Selon Antoine Frérot, le délai d’un mois pour qu’Engie donne sa décision sur son offre n’est « pas si court que ça. La décision d’Engie était fin juillet, et l’offre jusqu’à fin septembre. Deux mois, dans le monde des entreprises, c’est un délai raisonnable. » Sur les emplois, il assure vouloir tenir ses engagements de n’en supprimer aucun jusqu’en 2023 et se dit « prêt à revenir tous les ans » devant le comité de suivi créé par les Commissions des affaires économiques et de l’aménagement du territoire et du développement durable. Il propose de « mettre en place un dispositif au Parlement de suivi, de contrôle de sanction des engagement sociaux sur un champ pluriannuel », dont le rapprochement serait le premier cobaye.
Meridiam en manque d’expérience
Les sénateurs ont aussi pointé le manque d’expérience de Meridiam dans le secteur de l’eau. Pour Antoine Frérot, la décision de lui confier ces volets répond aux « chevauchements » des activités de Suez et Veolia en France. « Meridiam me paraît répondre aux considérations : française, qui s’engage à très long terme (conserver pendant plus de 25 ans cette activité). Meridiam existe depuis 15 ans, elle n’a pas vendu un seul investissement. Meridiam n’est pas présente dans l’eau en France mais aux États-Unis, dans le cadre de grandes universités. Elle a l’habitude de collectivités publiques françaises locales et régionales. » Il fait valoir que la société de gestion spécialisée dans les infrastructures, à la demande d’Engie, a pris le même engagement que lui concernant la préservation des emplois, en plus de « créer 1.000 postes d’apprentis ».
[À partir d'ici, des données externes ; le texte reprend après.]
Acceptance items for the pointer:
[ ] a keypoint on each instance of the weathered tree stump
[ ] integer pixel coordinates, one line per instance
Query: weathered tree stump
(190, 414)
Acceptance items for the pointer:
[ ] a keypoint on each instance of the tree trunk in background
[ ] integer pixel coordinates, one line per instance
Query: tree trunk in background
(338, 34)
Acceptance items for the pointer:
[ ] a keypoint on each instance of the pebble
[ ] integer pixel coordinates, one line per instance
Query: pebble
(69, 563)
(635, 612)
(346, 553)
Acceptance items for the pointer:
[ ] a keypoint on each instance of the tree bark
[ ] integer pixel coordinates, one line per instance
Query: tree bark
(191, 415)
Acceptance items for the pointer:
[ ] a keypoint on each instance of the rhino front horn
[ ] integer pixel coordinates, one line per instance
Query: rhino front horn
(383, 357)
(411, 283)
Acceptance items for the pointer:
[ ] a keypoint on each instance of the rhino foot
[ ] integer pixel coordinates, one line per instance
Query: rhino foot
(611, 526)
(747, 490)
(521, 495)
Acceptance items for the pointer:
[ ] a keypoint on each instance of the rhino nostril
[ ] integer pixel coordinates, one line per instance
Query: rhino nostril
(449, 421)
Pour l’heure, Antoine Frérot a déjà informé de son intention d’OPA sur le reste du capital de Suez. Le CA du gestionnaire de l’eau et des déchets est, pour lui, le dernier obstacle. Lequel pourrait être supprimé sous la pression des actionnaires, s’ils sont sollicités par Veolia. Le groupe ne bénéficie pas pour l’instant des effets de la cession, suspendus par une décision du juge des référés à la suite d’un contentieux lancé par les comités sociaux et économiques de Suez.